Sueños, imágenes caprichosas que se cuelan durante nuestras largas horas de descanso. Los sueños no son más que eso, imágenes disparatadas que hacen que por segundos seamos las personas más felices del mundo, pero que en otras ocasiones nos convierten en terrores vivientes… Los sueños están hechos para eso, para reír, llorar, vivir, morir. Solamente quedarán esas imágenes ya difuminadas en nuestro pensamiento. Nadie puede recordar sus sueños, porque de un momento a otro han desaparecido de nuestras mentes dejándonos esa sensación… la sensación extraña, como cuando le quitan un caramelo a un niño. Te deja desconcertado, en realidad no sabes qué ha pasado realmente, ¿ha sido cierto todo lo que me ha pasado? […]

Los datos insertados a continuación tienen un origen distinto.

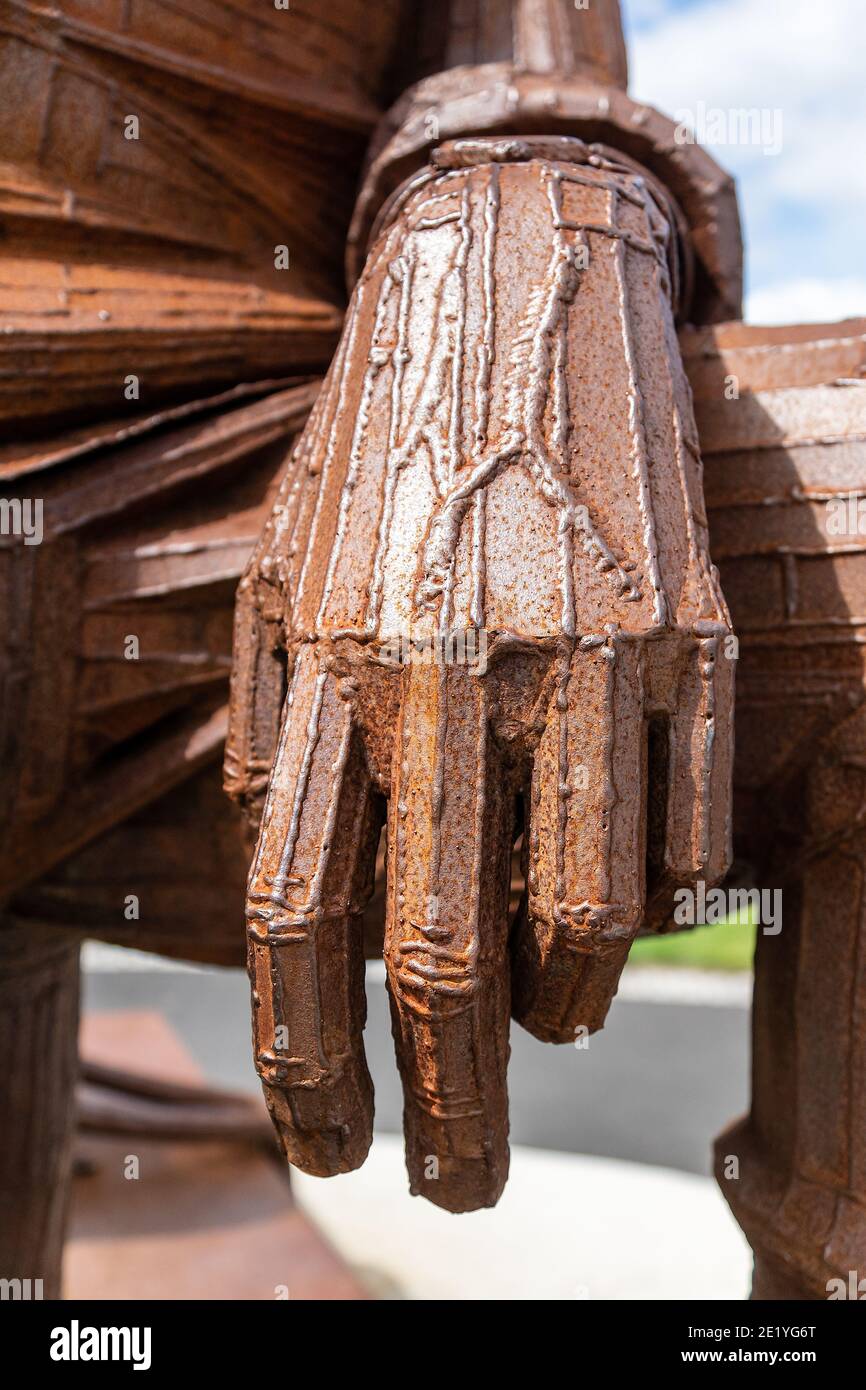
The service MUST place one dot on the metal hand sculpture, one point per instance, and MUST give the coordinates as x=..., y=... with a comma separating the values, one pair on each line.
x=488, y=571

En los sueños tenemos tiempo para hacer lo que siempre hemos querido hacer, en los sueños podemos amar lo que hemos odiado, odiar lo que por mucho tiempo hemos amado. Sueños que atrapan cada uno de nuestros sentidos y no dejan que seamos conscientes durante esos minutos e incluso horas en los que quedamos atrapados. Sueños que… aunque queramos hacer realidad, no serán más que eso… sueños.
Sueños, acto de representarse en la fantasía de alguien, imágenes irreales, sucesos representados sin fin conocido…
Y en ocasiones, para alguien llegas a ser un sueño.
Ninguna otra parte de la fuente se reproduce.